Nel 2025 il primo femminicidio dell'anno è avvenuto in Umbria, a Gaifana, una frazione del Comune di Gualdo Tadino. Era il 5 gennaio, la vittima Eliza Stefania Feru, 29 anni, è stata uccisa con un colpo di pistola nel sonno dal marito, Daniele Bordicchia che poi si è tolto la vita puntando la stessa arma contro di sé. Eliza lavorava da anni come operatrice socio-sanitaria al Serafico di Assisi, dove era stimata e benvoluta da tutti che la ricordano come un persona sempre sorridente e positiva. In sua memoria nel parco dell'Istituto è stata ora installata una panchina rossa con una targa e messa a dimora una pianta di ciliegio. Un gesto simbolico che a poco più di un anno da quella tragedia vuole essere anche un monito rivolto all'intera società.
Quello della panchina rossa è un progetto internazionale che ribadisce il rifiuto della violenza sulle donne. Un impegno che è lo stesso del Serafico "prendersi cura di ogni vita, in particolare di quella più fragile, accompagnando i nostri ragazzi a vivere una vita piena e riconosciuta nella sua dignità" si legge in una nota.
Il ciliegio è l'altro simbolo che accompagna la panchina "pensata per fermarsi, sostare, riflettere. Un luogo che vorremmo vedere pieno di persone capaci di interrogarsi e, un giorno, finalmente vuoto. Quando questo male non esisterà più".
La cerimonia di inaugurazione è stata preceduta da una tavola rotonda aperta ai giovani e alle scuole e dedicata al tema della violenza di genere. All'incontro, moderato dal giornalista Luca Ginetto, hanno partecipato rappresentanti delle istituzioni, delle forze dell’ordine, del mondo associativo e la famiglia di Eliza. Insieme al dolore e alla commozione anche la fermezza e la consapevolezza verso un obiettivo comune: la necessità della prevenzione che deve passare sul piano culturale ed educativo.
Francesca Di Maolo, direttrice del Serafico, ha ricordato la missione dell'Istituto nell'accompagnare "bambini e ragazzi con disabilità gravissime a vivere una vita piena. Ed è proprio per questo che affidiamo ai giovani un messaggio chiaro: l'amore non è possesso, ma libertà".

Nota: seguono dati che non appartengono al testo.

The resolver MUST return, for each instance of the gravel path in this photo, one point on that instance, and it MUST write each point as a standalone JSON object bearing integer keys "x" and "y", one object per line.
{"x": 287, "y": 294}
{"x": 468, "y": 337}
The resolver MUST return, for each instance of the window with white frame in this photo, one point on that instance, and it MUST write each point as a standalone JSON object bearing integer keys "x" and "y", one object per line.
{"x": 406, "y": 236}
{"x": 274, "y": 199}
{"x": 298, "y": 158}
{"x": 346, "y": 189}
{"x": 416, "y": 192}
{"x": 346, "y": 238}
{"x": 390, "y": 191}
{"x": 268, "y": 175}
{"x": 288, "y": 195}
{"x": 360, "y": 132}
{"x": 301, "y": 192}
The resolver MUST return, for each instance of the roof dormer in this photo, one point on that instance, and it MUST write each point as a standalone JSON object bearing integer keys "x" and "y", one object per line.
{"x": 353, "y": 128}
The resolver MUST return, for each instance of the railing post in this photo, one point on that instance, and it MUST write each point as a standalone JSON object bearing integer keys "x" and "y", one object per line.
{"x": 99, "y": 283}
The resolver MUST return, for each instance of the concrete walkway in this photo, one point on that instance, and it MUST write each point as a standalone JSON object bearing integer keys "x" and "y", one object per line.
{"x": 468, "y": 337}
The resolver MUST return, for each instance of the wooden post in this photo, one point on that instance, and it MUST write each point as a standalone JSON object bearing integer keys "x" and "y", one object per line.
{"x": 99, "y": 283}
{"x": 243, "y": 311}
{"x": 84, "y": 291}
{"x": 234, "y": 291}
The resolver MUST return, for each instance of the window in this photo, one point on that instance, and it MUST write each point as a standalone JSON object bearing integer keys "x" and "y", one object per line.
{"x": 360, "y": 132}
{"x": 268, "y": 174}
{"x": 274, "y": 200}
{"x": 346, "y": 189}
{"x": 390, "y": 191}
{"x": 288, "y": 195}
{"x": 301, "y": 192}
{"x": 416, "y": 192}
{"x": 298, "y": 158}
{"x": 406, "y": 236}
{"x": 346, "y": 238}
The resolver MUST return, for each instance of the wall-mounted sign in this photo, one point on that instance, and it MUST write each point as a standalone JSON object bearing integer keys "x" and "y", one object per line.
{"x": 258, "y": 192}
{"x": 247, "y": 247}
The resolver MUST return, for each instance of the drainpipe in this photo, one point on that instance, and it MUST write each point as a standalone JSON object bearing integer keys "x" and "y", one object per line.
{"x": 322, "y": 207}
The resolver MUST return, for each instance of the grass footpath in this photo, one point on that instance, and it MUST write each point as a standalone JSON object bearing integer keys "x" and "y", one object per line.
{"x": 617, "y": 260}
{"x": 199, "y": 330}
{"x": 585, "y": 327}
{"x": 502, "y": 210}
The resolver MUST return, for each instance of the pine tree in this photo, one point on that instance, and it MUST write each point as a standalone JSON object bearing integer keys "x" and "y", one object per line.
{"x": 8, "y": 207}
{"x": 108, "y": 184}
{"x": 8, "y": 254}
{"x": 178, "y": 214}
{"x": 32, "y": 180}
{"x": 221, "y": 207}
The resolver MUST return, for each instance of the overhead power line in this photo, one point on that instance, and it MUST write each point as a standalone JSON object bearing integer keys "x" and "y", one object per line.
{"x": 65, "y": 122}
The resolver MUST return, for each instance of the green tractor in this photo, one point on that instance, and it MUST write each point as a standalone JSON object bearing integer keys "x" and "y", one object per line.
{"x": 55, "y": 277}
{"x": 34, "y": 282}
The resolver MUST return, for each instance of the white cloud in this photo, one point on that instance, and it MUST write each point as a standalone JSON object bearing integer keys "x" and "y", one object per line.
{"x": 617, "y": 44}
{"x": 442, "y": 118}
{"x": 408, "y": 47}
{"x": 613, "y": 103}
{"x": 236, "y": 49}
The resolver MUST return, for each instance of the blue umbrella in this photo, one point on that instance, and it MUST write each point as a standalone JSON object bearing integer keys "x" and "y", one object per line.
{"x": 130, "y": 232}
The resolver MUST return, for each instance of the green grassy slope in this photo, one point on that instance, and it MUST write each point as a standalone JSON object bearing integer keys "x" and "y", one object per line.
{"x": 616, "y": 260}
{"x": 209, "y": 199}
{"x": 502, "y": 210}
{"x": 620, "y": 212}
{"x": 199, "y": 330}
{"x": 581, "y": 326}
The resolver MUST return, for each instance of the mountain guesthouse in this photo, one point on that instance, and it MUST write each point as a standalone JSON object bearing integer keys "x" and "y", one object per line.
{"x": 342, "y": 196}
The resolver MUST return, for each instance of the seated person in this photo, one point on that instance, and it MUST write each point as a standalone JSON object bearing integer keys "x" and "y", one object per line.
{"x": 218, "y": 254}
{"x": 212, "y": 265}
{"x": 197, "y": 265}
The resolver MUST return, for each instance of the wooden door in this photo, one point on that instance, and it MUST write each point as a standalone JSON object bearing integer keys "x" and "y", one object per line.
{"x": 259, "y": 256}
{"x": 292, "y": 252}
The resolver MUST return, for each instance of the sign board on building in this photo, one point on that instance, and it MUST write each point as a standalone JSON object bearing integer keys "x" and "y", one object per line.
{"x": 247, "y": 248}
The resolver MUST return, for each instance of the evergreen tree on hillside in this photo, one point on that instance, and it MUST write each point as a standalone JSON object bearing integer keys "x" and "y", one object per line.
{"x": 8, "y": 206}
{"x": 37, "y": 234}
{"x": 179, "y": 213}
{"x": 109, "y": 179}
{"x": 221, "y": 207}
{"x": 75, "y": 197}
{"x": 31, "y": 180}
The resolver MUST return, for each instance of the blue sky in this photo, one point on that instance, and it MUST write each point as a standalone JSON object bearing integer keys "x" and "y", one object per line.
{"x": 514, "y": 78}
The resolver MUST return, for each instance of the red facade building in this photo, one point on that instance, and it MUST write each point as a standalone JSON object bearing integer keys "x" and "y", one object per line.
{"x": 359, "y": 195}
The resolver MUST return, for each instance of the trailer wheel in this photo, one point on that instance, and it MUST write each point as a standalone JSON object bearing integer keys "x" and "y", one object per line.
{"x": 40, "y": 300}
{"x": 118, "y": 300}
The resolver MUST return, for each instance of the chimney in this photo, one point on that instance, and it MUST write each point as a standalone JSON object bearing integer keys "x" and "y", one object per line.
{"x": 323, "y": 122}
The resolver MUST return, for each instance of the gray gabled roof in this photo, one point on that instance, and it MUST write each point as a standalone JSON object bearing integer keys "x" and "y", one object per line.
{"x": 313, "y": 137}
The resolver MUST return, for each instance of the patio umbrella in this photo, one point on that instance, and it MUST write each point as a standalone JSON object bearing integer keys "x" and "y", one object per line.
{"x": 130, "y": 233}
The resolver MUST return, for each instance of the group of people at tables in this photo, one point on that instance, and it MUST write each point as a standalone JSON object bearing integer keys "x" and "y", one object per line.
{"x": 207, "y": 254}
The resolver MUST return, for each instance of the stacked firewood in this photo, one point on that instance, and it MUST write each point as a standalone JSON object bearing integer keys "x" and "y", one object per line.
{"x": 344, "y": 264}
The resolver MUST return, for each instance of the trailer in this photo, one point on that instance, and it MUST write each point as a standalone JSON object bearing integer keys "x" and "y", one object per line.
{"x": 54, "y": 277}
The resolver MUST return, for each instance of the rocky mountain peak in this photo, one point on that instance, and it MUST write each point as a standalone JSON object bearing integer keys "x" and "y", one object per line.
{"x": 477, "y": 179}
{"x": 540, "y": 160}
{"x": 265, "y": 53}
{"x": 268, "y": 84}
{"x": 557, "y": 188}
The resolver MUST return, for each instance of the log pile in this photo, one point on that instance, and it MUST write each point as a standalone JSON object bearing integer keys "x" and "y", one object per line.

Presente anche il sindaco di Assisi Valter Stoppini che, facendo riferimento anche la propria esperienza da ex poliziotto, ha ribadito la necessità di rivolgersi alle giovani generazioni trasmettendo il valore del rispetto e della responsabilità verso l'altro. Dello stesso avviso anche don Giovanni Zampa, che ha parlato della panchina rossa come luogo di riflessione oggi ma anche segno inutile domani, quando questo male sarà sconfitto.
La presidente della Regione Umbria, Stefania Proietti, già sindaca di Assisi, ha voluto lanciare un monito a vigilare sempre sulle forme della violenza, anche di quelle che passano attraverso la tecnologia, sottolineando come nessuno sia immune e invitando i giovani a non sottovalutare segnali e comportamenti.
L'Umbria lo scorso anno ha dovuto fare i conti con quattro femminicidi. Il primo, quello di Eliza Feru a gennaio mentre ad aprile ce ne sono stati altri due nel giro di poco: prima Ilaria Sula e poi Laura Papadia. A novembre, poco dopo il 25 quando si celebra la Giornata Internazionale per l'eliminazione della violenza contro tutte le donne, è stata uccisa Stefania Terrosi. Tutte e quattro sono state assassinate da partner o ex partner, mostrando come la violenza contro le donne si sviluppi spesso proprio all'interno delle relazioni familiari e affettive.
Un fenomeno di fronte al quale anche la legge, seppur da pochissimo, è cambiata. Lo scorso 2 dicembre l'Italia infatti si è dotata di una legge contro il femminicidio, configurandolo per la prima volta come una fattispecie autonoma di omicidio, punito direttamente con l'ergastolo.